Three months of treatment with NP202 after primary PCI for anterior STEMI with residual LV dysfunction did not improve LV remodeling. The drug was safe and well tolerated.
ClinicalTrials.gov Identifier: NCT02557217.
急性前壁 ST 段抬高型心肌梗死(STEMI)后,左心室(LV)重构会导致心力衰竭和死亡。钙/钙调蛋白依赖性蛋白激酶 II 德尔塔(CaMKIId)是不良 LV 重构的关键分子介质。
确定 NP202,一种口服活性 CaMKIId 抑制剂,是否可预防经皮冠状动脉介入治疗(PCI)后早期 LV 功能障碍的前壁 STEMI 患者的 LV 重构。
设计、地点和参与者:这是一项在美国、澳大利亚和新西兰的 32 个地点进行的随机、双盲、安慰剂对照的 NP202 与安慰剂治疗经皮冠状动脉介入治疗(PCI)后前壁 STEMI 患者的多中心临床试验。该研究于 2015 年 11 月 19 日至 2018 年 8 月 1 日进行。研究纳入的患者为:症状发作后 12 小时内行 PCI 治疗的前壁 STEMI,且初次 PCI 后 48 小时心脏超声心动图显示左心室射血分数(LVEF)小于 45%。基线心脏磁共振(CMR)成像于 STEMI 后 5 天内和研究药物给药前进行。3 个月后进行随访 CMR。数据分析于 2015 年 11 月 19 日至 2018 年 8 月 1 日进行。

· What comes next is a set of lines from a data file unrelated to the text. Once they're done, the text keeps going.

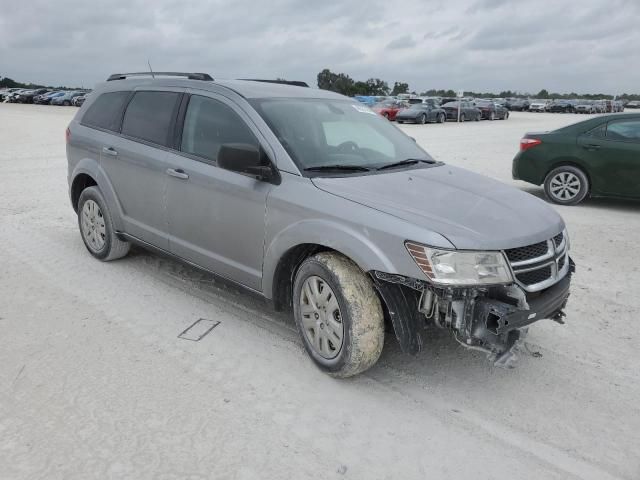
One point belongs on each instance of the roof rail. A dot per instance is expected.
(191, 76)
(297, 83)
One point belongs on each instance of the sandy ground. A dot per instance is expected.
(94, 382)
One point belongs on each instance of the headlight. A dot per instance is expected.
(454, 267)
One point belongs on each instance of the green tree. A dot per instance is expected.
(400, 87)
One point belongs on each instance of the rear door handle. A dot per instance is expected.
(110, 151)
(178, 173)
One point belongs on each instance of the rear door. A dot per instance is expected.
(216, 216)
(613, 157)
(136, 164)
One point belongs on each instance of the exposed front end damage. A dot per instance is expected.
(490, 319)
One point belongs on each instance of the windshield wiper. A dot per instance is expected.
(351, 168)
(408, 161)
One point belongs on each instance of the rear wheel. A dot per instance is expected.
(339, 314)
(566, 185)
(96, 227)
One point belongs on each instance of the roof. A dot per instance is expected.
(244, 88)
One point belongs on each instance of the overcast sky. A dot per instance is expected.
(480, 45)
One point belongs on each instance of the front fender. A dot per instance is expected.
(352, 243)
(91, 167)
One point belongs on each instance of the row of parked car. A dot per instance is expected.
(43, 96)
(577, 106)
(436, 110)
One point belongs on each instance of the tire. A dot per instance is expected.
(96, 227)
(359, 314)
(566, 185)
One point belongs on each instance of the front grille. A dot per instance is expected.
(527, 253)
(539, 264)
(557, 240)
(534, 276)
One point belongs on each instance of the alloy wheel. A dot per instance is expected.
(93, 226)
(565, 186)
(320, 317)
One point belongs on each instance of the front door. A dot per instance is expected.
(216, 217)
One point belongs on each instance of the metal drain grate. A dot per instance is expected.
(198, 329)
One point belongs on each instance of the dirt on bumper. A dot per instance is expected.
(490, 319)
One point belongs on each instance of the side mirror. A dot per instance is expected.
(248, 160)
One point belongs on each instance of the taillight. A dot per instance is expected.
(527, 143)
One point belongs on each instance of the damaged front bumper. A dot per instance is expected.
(490, 319)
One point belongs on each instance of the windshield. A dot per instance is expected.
(322, 133)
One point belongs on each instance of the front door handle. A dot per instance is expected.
(178, 173)
(110, 151)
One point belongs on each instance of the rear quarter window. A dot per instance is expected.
(106, 111)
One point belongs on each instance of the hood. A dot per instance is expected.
(472, 211)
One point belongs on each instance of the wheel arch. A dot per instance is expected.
(290, 248)
(87, 172)
(564, 162)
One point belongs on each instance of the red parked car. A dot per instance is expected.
(389, 108)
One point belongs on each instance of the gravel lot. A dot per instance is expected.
(94, 382)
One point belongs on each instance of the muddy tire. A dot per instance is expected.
(96, 227)
(339, 314)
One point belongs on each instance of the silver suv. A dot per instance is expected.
(313, 201)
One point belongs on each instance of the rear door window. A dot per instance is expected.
(106, 111)
(208, 124)
(149, 116)
(624, 130)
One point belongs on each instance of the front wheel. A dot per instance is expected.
(96, 227)
(566, 185)
(338, 314)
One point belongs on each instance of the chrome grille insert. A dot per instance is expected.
(538, 266)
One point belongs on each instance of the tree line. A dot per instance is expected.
(6, 82)
(344, 84)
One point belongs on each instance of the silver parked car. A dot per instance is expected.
(313, 201)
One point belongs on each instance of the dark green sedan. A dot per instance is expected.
(599, 157)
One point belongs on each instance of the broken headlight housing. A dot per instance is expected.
(460, 267)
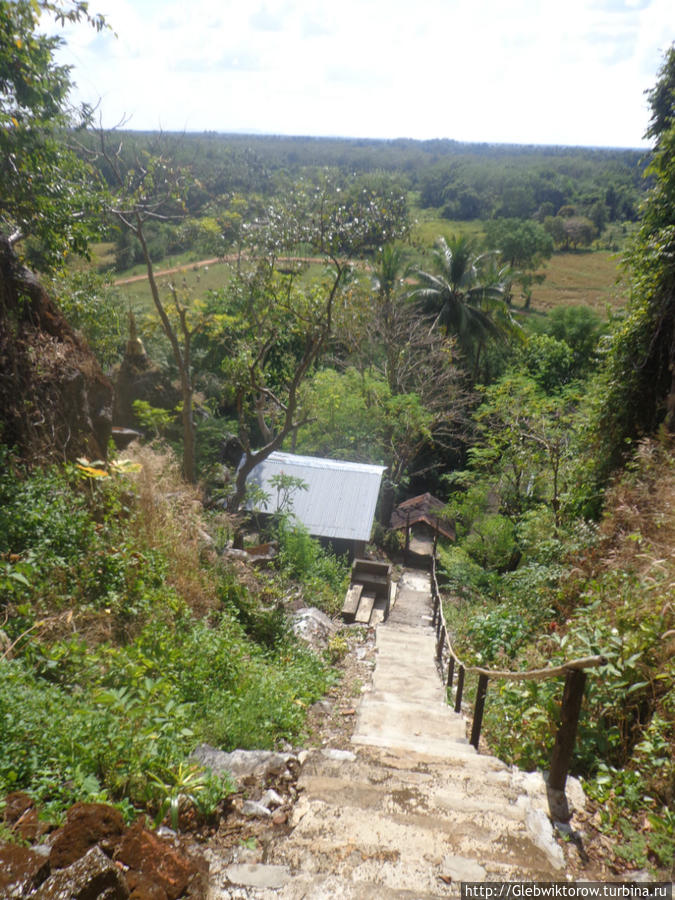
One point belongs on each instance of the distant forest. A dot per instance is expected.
(457, 180)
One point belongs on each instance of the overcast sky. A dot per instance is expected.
(568, 72)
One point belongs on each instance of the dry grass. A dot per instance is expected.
(590, 279)
(170, 519)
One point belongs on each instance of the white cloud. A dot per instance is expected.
(486, 70)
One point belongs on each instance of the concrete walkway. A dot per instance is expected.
(413, 811)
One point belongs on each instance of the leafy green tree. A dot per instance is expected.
(638, 393)
(523, 245)
(456, 298)
(335, 224)
(45, 191)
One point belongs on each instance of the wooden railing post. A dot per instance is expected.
(439, 646)
(573, 693)
(460, 689)
(478, 711)
(407, 538)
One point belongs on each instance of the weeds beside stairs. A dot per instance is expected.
(413, 810)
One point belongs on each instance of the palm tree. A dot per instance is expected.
(465, 296)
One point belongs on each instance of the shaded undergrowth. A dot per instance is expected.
(126, 641)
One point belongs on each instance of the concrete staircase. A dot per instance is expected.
(413, 810)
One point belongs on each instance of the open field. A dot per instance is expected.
(588, 278)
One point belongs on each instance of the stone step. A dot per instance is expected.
(399, 798)
(405, 850)
(399, 770)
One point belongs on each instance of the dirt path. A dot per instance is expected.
(401, 805)
(218, 260)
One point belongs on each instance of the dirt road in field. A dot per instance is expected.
(202, 263)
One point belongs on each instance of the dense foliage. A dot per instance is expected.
(121, 649)
(336, 329)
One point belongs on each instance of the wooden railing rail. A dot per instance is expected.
(575, 681)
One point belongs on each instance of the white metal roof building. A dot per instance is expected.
(340, 499)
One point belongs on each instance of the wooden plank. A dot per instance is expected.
(377, 616)
(351, 604)
(365, 608)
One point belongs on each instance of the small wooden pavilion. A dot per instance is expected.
(423, 521)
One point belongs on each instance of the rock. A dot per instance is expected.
(143, 888)
(338, 755)
(253, 809)
(22, 817)
(458, 868)
(55, 401)
(258, 876)
(271, 799)
(241, 763)
(86, 824)
(93, 877)
(541, 831)
(16, 804)
(157, 860)
(575, 794)
(21, 870)
(313, 626)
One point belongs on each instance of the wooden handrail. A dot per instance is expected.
(575, 679)
(585, 662)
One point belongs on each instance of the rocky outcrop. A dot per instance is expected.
(94, 855)
(138, 378)
(55, 402)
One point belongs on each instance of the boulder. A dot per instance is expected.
(242, 763)
(86, 824)
(55, 401)
(161, 863)
(93, 877)
(21, 870)
(313, 626)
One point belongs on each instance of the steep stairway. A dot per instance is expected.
(413, 810)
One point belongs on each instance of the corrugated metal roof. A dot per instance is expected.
(340, 499)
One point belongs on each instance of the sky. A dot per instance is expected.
(566, 72)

患者随机分为 NP202 组(每天 1000mg,持续 3 个月)和相应的安慰剂组。
CMR 上 LV 收缩末期容积指数(LVESVi)的变化。次要终点:LV 舒张末期容积指数的变化、LVEF 的变化、梗死面积的变化和舒张功能的变化。还评估了安全性和耐受性。

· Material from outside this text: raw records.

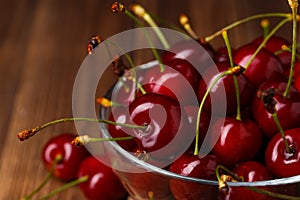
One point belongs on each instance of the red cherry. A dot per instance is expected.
(251, 171)
(71, 156)
(297, 83)
(177, 81)
(265, 65)
(238, 141)
(194, 166)
(102, 182)
(296, 70)
(287, 108)
(121, 115)
(279, 161)
(274, 44)
(191, 113)
(165, 121)
(245, 89)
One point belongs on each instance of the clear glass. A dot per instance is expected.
(158, 181)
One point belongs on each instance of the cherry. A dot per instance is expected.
(275, 44)
(119, 115)
(178, 80)
(265, 65)
(165, 122)
(279, 161)
(250, 171)
(191, 113)
(102, 182)
(297, 83)
(238, 141)
(193, 166)
(69, 156)
(287, 108)
(245, 89)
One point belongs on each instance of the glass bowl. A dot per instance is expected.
(146, 181)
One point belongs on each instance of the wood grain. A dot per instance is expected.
(42, 45)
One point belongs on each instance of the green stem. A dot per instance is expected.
(57, 159)
(221, 75)
(65, 187)
(235, 81)
(23, 135)
(272, 194)
(294, 47)
(239, 22)
(274, 30)
(85, 139)
(278, 125)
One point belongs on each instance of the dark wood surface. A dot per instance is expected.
(42, 45)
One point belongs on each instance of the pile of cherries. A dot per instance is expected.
(257, 139)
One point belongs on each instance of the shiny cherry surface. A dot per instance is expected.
(238, 141)
(265, 65)
(287, 108)
(102, 182)
(193, 166)
(279, 161)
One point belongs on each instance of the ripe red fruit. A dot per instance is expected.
(279, 161)
(194, 166)
(238, 141)
(71, 156)
(245, 89)
(251, 171)
(196, 52)
(274, 44)
(102, 182)
(165, 122)
(265, 65)
(287, 108)
(179, 80)
(121, 115)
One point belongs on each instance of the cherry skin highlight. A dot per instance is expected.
(102, 182)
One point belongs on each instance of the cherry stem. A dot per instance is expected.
(265, 24)
(294, 6)
(141, 12)
(120, 8)
(236, 86)
(130, 61)
(247, 19)
(272, 32)
(184, 21)
(57, 159)
(277, 122)
(25, 134)
(214, 82)
(65, 187)
(228, 177)
(84, 139)
(288, 49)
(273, 194)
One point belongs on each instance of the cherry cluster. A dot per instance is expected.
(152, 114)
(74, 165)
(257, 139)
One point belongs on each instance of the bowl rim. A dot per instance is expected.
(151, 168)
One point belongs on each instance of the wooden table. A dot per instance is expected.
(42, 45)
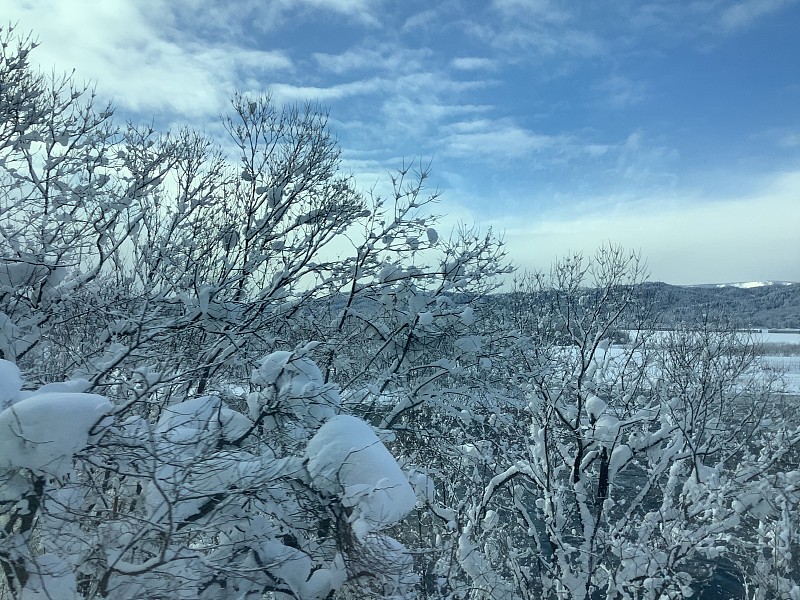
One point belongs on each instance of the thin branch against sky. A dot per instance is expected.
(670, 127)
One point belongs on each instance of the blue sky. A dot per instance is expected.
(670, 127)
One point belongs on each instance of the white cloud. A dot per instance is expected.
(493, 139)
(473, 63)
(385, 59)
(740, 239)
(743, 14)
(284, 92)
(137, 59)
(620, 92)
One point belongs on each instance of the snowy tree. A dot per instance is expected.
(623, 470)
(166, 430)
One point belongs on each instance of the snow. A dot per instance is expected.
(43, 432)
(299, 385)
(54, 579)
(346, 459)
(10, 384)
(595, 407)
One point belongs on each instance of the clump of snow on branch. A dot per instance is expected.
(44, 431)
(346, 459)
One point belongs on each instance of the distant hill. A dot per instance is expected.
(770, 304)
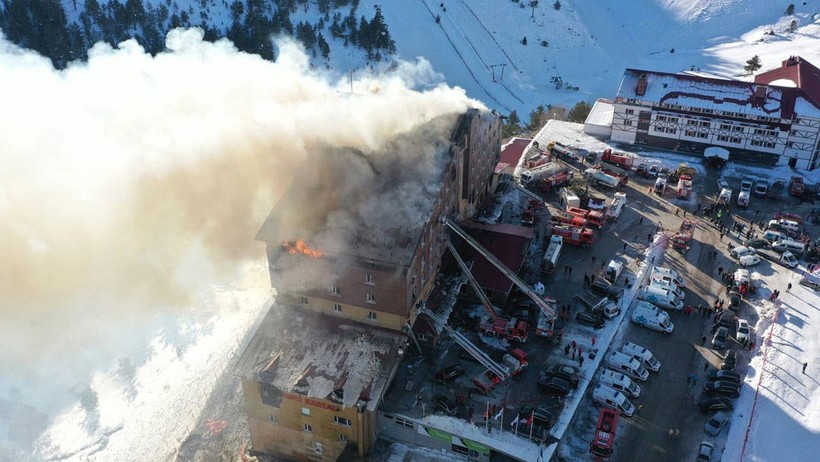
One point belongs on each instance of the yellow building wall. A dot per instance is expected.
(281, 430)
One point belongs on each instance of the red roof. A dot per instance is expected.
(512, 151)
(799, 71)
(509, 243)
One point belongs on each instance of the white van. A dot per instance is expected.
(620, 382)
(668, 274)
(660, 297)
(613, 271)
(628, 365)
(772, 235)
(788, 245)
(668, 286)
(643, 355)
(613, 399)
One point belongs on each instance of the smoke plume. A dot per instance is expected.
(131, 181)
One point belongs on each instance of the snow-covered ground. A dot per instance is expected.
(130, 390)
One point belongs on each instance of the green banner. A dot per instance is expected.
(439, 435)
(480, 448)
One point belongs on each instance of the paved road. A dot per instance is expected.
(669, 426)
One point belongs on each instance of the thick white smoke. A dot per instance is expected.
(131, 182)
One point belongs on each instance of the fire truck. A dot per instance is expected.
(582, 237)
(554, 181)
(595, 218)
(571, 219)
(684, 187)
(680, 240)
(604, 439)
(623, 160)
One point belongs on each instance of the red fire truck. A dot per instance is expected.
(604, 439)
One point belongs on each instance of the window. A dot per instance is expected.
(404, 423)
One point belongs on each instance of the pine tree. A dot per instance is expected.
(752, 64)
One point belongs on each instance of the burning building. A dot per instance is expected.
(353, 244)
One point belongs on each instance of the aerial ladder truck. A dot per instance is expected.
(495, 373)
(546, 306)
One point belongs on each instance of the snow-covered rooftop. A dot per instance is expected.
(601, 114)
(733, 96)
(322, 357)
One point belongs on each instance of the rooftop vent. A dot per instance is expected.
(640, 89)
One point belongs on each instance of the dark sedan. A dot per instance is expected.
(722, 388)
(449, 373)
(602, 287)
(568, 373)
(720, 338)
(757, 243)
(590, 319)
(729, 376)
(552, 385)
(714, 403)
(730, 361)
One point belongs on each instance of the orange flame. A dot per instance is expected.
(301, 246)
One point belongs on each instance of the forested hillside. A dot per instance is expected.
(64, 31)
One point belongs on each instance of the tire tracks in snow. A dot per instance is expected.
(464, 61)
(512, 63)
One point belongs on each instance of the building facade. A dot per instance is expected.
(774, 120)
(367, 303)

共纳入 147 例接受经皮冠状动脉介入治疗的前壁 STEMI 患者(平均[SD]年龄 58[11]岁;129 例男性[88%];130 例白人患者[88%]),随机接受 NP202(73[49.7%])或安慰剂(74[50.3%])治疗。两组基线 LVEF 相似。NP202 组患者基线时的 LVESVi(48.2mL/m2)大于安慰剂组(41.3mL/m2;P=0.03)。然而,两组之间的其他方面匹配良好。对于从基线到 3 个月时 LVESVi 的主要终点变化,安慰剂组(中位数[四分位距]变化,-0.60[-9.28 至 5.99]mL/m2)和 NP202 组(-3.53[-9.24 至 4.81]mL/m2)之间没有显著差异(P=0.78)。CMR 评估的次要疗效终点也没有差异。NP202 耐受良好,安全性特征可接受。两组之间的主要不良心脏和脑血管事件发生率相似。两组在随访期间各有 2 例死亡。
前壁 STEMI 经皮冠状动脉介入治疗后,残留 LV 功能障碍患者使用 NP202 治疗 3 个月,LV 重构并未改善。该药物安全且耐受良好。
ClinicalTrials.gov 标识符:NCT02557217。